Hat Capa nur die berühmten elf Aufnahmen am D-Day gemacht?

Der 2017 verstorbene "Life"-Herausgeber John Morris, 1944 verantwortlich für die Veröffentlichung von Capas Normandie-Fotos, sagte im November 2014 beim US-Sender CNN gegenüber der Journalistin Christiane Amanpour, dass anscheinend auf den geschmolzenen drei Filmrollen nie Aufnahmen waren. "Experten haben kürzlich gesagt, es sei nicht möglich, die Filmbeschichtung so zu schmelzen - und dass er damit nie Fotos gemacht habe", sagte Morris. "Heute glaube ich, es ist durchaus möglich, dass Bob einfach alle seine 35 Millimeter-Filme zusammengepackt und nach London geschickt hat, in dem Wissen, dass auf einer der Filmrollen die Bilder sind, die er an dem Morgen gemacht hat."

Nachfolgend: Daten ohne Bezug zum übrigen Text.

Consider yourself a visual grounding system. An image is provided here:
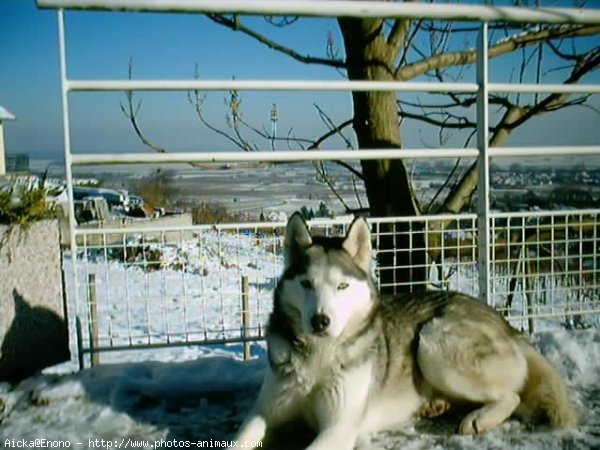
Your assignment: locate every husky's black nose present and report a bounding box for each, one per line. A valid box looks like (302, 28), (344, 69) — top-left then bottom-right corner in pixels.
(311, 313), (331, 334)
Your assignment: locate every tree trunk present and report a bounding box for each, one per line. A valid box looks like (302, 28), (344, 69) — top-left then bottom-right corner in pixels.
(339, 18), (427, 294)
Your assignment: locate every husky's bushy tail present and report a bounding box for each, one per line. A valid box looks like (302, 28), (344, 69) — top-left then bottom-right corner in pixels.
(519, 341), (578, 428)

Irme Schaber, Biografin von Capas Partnerin Gerda Taro, hält es für "nicht undenkbar, dass Capa die möglicherweise magere Ausbeute von Omaha Beach mit kuriosen Geschichten garnierte, die ablenken und Aufmerksamkeit schaffen sollten. Da kannte er keine Skrupel, das ist bekannt. Das rein Militärische war Capa auch nie so wichtig, für ihn stand das Menschliche im Vordergrund", so Schaber im Gespräch mit der DW. Sie hat 2007 zusammen mit dem International Center of Photography, das den Capa-Nachlass in New York verwaltet, die erste Gerda Taro-Ausstellung kuratiert.

Anhaltende Diskussion um "The Falling Soldier"

Eine Frau betrachtet das Bild "The Falling Soldier" von Robert Capa (Foto:l picture-alliance/dpa/S. Pilick)
"The Falling Soldier" - eine Fotoikone von Robert CapaBild: picture-alliance/dpa/S. Pilick

Bereits Capas berühmtes Foto "The Falling Soldier" ("Der fallende Soldat") aus dem Spanischen Bürgerkrieg wurde erstmals in den 1970ern angezweifelt. Hier geht es bis heute um die Frage, ob das Bild echt oder der Tod des Soldaten im Moment der Aufnahme simuliert war. Sicher ist, dass Capa und Gerda Taro sich im Spanischen Bürgerkrieg nicht als unbeteiligte Beobachter verstanden haben, sondern auf Seiten der Republikanischen Truppen und Bevölkerung gegen Franco standen.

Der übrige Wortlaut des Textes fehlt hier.